The Commission’s homeowners insurance report recommends insurers account for mitigation in underwriting and catastrophe models, calls for stronger independent oversight of catastrophic models, and urges improved homeowner information, grants for hardening, and a shared property-data commons.

The Little Hoover Commission presented policy options Friday to address a homeowners insurance market reshaped by wildfire: insurer exits, dropped policies and rapid growth in the FAIR Plan.

Tamar Foster, presenting the Commission’s late‑2024 homeowners insurance study, described a market in which many homeowners struggle to find affordable coverage and some are dropped from policies, forcing reliance on the FAIR Plan. Foster said the Commission issued 11 recommendations and that recent 2024 regulations addressed parts of the Commission’s proposals but did not go as far on two items the report flagged.

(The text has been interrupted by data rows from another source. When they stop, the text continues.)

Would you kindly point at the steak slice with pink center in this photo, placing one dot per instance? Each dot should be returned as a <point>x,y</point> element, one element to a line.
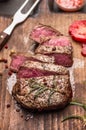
<point>42,33</point>
<point>60,48</point>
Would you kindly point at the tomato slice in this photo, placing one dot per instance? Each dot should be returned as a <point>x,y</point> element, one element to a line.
<point>70,5</point>
<point>78,30</point>
<point>83,52</point>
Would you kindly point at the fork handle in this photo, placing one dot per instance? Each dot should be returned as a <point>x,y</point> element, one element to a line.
<point>3,39</point>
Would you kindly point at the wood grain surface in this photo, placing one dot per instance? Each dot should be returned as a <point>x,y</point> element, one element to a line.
<point>12,116</point>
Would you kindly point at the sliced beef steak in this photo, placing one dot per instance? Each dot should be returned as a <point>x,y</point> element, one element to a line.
<point>42,33</point>
<point>43,93</point>
<point>59,48</point>
<point>35,69</point>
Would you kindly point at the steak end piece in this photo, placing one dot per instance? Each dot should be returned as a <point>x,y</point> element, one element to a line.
<point>43,93</point>
<point>59,48</point>
<point>42,33</point>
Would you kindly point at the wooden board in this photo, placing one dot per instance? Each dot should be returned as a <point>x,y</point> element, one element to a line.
<point>11,118</point>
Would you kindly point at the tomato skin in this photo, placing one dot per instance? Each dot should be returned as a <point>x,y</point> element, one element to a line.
<point>77,30</point>
<point>70,5</point>
<point>83,52</point>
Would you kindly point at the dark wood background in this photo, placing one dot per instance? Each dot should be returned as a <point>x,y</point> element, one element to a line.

First, the Commission recommended insurers use catastrophe models and rate calculations that account for mitigation—work homeowners and communities undertake to protect homes from fire—because current regulations do not clearly ensure mitigation is factored into underwriting models. Foster also urged stronger public oversight of catastrophic models: while recent regulations include some oversight, much review remains confidential within the Department of Insurance, with only a public process at the end; the Commission called for independent experts to evaluate whether insurers’ risk assessments are fair and reasonable.

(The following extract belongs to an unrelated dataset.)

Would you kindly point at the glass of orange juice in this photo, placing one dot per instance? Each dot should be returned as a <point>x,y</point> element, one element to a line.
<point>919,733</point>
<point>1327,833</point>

Other recommendations include defining a minimum, evidence-based set of home-level mitigations and community mitigations, establishing statutory protections so homeowners association rules do not prevent property hardening, expanding homeowner grant programs and discount/tax incentives to make mitigation affordable, improving Department of Insurance web tools and data accessibility (market filings, premium volumes, approval timelines), and building a centralized data commons for property condition and risk information to make condition data available to insurers, regulators and communities.

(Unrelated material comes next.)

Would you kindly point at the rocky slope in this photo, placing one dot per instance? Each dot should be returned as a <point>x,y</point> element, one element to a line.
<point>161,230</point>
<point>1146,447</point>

Foster noted the Commission supported a bill to establish home-hardening grants and stressed that homeowner mitigation can be expensive and inaccessible without state support. The Commission said it will continue to follow implementation and offer assistance to legislative offices seeking to translate recommendations into law.

What’s next: the Commission’s recommendations give legislative and administrative options—mortgage of oversight reforms, new consumer information tools, grant programs and statutory clarifications—for the Legislature and the Department of Insurance to consider.